Rywalami Higginsa do prezydentury byli europosłanka opozycyjnej Sinn Fein Liadh Ni Riada, niezależna senator i aktywistka na rzecz zdrowia psychicznego Joan Freeman, a także trzech biznesmenów i jurorów z irlandzkiej edycji "Dragons Den - Jak zostać milionerem": Sean Gallagher (drugi w wyborach w 2011 roku), Peter Casey i Gavin Duffy.
W czasie sprawowania pierwszej kadencji Higgins stał się m.in. pierwszym irlandzkim prezydentem składającym wizytę państwową w Wielkiej Brytanii. W jej trakcie spotkał się z królową Elżbietą II na zamku w Windsorze i wystąpił przez brytyjskim parlamentem. Na jego kadencję przypadły także referenda ws. legalizacji małżeństw homoseksualnych (2015) i zniesienia konstytucyjnego zakazu aborcji (2018).

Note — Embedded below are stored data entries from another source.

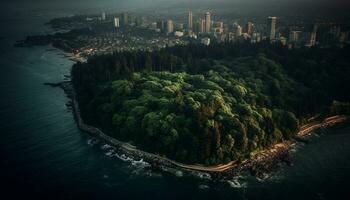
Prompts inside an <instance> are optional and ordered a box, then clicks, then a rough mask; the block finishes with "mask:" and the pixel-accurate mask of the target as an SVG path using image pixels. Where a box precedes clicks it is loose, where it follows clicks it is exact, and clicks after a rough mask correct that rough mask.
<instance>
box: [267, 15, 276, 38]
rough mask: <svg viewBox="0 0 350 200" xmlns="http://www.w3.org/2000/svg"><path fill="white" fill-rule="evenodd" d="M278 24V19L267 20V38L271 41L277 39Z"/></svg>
mask: <svg viewBox="0 0 350 200" xmlns="http://www.w3.org/2000/svg"><path fill="white" fill-rule="evenodd" d="M276 23H277V17H268V18H267V36H268V37H269V39H270V40H271V41H272V40H275V39H276Z"/></svg>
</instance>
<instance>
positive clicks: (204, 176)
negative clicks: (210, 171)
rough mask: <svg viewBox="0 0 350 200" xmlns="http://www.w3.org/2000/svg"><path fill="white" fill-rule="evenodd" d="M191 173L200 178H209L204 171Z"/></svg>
mask: <svg viewBox="0 0 350 200" xmlns="http://www.w3.org/2000/svg"><path fill="white" fill-rule="evenodd" d="M193 175H195V176H197V177H199V178H200V179H206V180H211V176H210V174H208V173H204V172H193Z"/></svg>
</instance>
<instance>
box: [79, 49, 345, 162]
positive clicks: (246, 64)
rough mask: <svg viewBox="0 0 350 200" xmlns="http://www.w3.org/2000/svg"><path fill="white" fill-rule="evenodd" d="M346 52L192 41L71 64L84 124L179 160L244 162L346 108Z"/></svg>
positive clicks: (119, 137) (158, 152)
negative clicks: (255, 154) (304, 125)
mask: <svg viewBox="0 0 350 200" xmlns="http://www.w3.org/2000/svg"><path fill="white" fill-rule="evenodd" d="M349 55H350V48H349V47H345V48H342V49H339V48H334V49H333V48H329V49H321V48H305V49H294V50H289V49H287V48H285V47H282V46H275V45H270V44H268V43H261V44H249V43H214V44H212V45H210V46H204V45H201V44H189V45H186V46H174V47H168V48H164V49H161V50H158V51H153V52H148V51H133V52H115V53H113V54H109V55H100V56H94V57H90V58H89V59H88V61H87V63H77V64H75V65H74V66H73V68H72V82H73V86H74V89H75V92H76V99H77V101H78V102H79V107H80V111H81V114H82V117H83V119H84V121H85V122H86V123H87V124H90V125H93V126H96V127H98V128H100V129H101V130H103V131H104V132H105V133H106V134H108V135H110V136H112V137H114V138H116V139H118V140H121V141H126V142H131V143H132V144H134V145H135V146H137V147H138V148H140V149H142V150H145V151H148V152H152V153H156V154H159V155H165V156H166V157H168V158H170V159H174V160H176V161H180V162H183V163H189V164H193V163H200V164H204V165H215V164H221V163H227V162H230V161H241V160H243V159H245V158H248V157H249V156H250V155H251V154H252V153H254V152H256V151H259V150H262V149H266V148H268V147H270V146H271V145H273V144H276V143H279V142H281V141H284V140H290V139H293V137H294V135H295V134H296V133H297V131H298V129H299V127H300V126H302V125H304V124H306V123H307V122H308V119H309V118H312V117H313V116H315V115H321V116H328V115H333V114H349V113H350V103H349V102H350V66H349V64H348V63H350V57H349Z"/></svg>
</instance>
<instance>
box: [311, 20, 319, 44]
mask: <svg viewBox="0 0 350 200" xmlns="http://www.w3.org/2000/svg"><path fill="white" fill-rule="evenodd" d="M316 35H317V24H315V25H314V27H313V29H312V32H311V35H310V46H311V47H313V46H315V45H316Z"/></svg>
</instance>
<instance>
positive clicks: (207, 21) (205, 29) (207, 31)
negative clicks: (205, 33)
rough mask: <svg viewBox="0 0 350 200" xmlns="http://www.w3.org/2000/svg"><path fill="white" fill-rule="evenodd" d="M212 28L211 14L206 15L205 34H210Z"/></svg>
mask: <svg viewBox="0 0 350 200" xmlns="http://www.w3.org/2000/svg"><path fill="white" fill-rule="evenodd" d="M210 28H211V20H210V12H206V13H205V32H206V33H210Z"/></svg>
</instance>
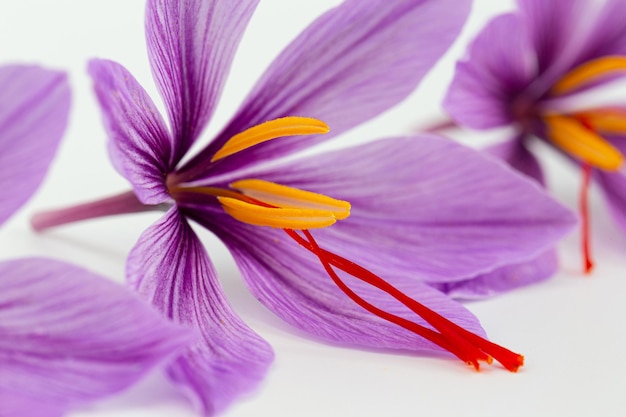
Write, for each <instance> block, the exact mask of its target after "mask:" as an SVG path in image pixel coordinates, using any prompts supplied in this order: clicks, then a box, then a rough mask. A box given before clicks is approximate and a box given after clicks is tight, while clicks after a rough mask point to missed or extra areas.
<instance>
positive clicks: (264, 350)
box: [127, 208, 273, 416]
mask: <svg viewBox="0 0 626 417" xmlns="http://www.w3.org/2000/svg"><path fill="white" fill-rule="evenodd" d="M127 277H128V279H129V280H130V282H131V285H133V286H134V287H136V288H137V290H138V291H139V293H140V294H141V295H142V296H143V297H145V298H146V299H147V300H149V301H150V302H151V303H152V304H153V305H154V306H155V307H156V308H157V309H158V310H160V311H161V312H162V313H163V314H164V315H166V316H168V317H170V318H171V319H172V320H174V321H175V322H178V323H181V324H184V325H186V326H190V327H193V328H196V329H197V331H198V333H199V334H200V336H201V337H200V338H199V340H198V342H197V343H195V344H193V345H192V346H191V347H189V348H188V349H187V350H186V351H185V352H183V354H182V355H181V356H179V357H178V358H177V359H176V360H175V361H174V362H173V363H172V364H171V365H170V367H169V374H170V376H171V378H172V380H173V381H174V382H176V383H177V384H178V385H180V386H181V387H182V388H184V389H185V391H187V392H188V393H191V394H192V395H193V396H194V399H195V400H196V401H197V403H198V406H199V408H200V411H201V412H202V414H203V415H206V416H208V415H213V414H214V413H216V412H219V411H220V410H222V409H224V408H225V407H226V406H227V405H228V404H229V403H230V402H232V401H233V400H234V399H235V398H236V397H237V396H238V395H240V394H242V393H243V392H246V391H249V390H250V389H252V388H253V387H255V386H256V385H257V384H258V383H259V381H260V380H261V379H262V378H263V376H264V375H265V372H266V370H267V368H268V366H269V364H270V363H271V362H272V360H273V352H272V349H271V347H270V346H269V345H268V344H267V342H265V341H264V340H263V339H262V338H261V337H260V336H258V335H257V334H256V333H254V332H253V331H252V330H251V329H250V328H249V327H248V326H247V325H246V324H245V323H243V321H242V320H241V319H240V318H239V317H238V316H237V315H236V314H235V313H234V312H233V311H232V309H231V308H230V306H229V305H228V302H227V301H226V299H225V298H224V294H223V292H222V288H221V285H220V283H219V280H218V278H217V275H216V272H215V269H214V268H213V265H212V263H211V261H210V260H209V257H208V255H207V253H206V251H205V249H204V247H203V246H202V243H201V242H200V241H199V240H198V237H197V236H196V234H195V233H194V232H193V230H192V229H191V227H190V226H189V224H188V223H187V221H186V220H185V219H184V218H183V216H182V215H181V214H180V213H179V212H178V210H177V209H176V208H172V209H171V210H170V211H169V212H168V213H167V214H166V215H165V216H164V217H163V218H162V219H160V220H159V221H157V222H156V223H155V224H154V225H152V226H151V227H150V228H149V229H148V230H146V231H145V232H144V233H143V234H142V236H141V237H140V238H139V241H138V243H137V245H136V246H135V248H134V249H133V250H132V252H131V254H130V255H129V258H128V265H127Z"/></svg>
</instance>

Wraz z piątkowymi wyborami prezydenckimi odbyło się referendum w sprawie usunięcia z konstytucji zapisu uznającego bluźnierstwo za przestępstwo. Zgodnie z sondażami wyborcy przegłosowali usunięcie kontrowersyjnego zapisu z ustawy zasadniczej.
Prezydent Irlandii wybierany jest na siedmioletnią kadencję, którą może sprawować maksymalnie dwa razy. Kandydat musi być obywatelem Irlandii, powinien mieć co najmniej 35 lat i uzyskać nominację co najmniej 20 posłów.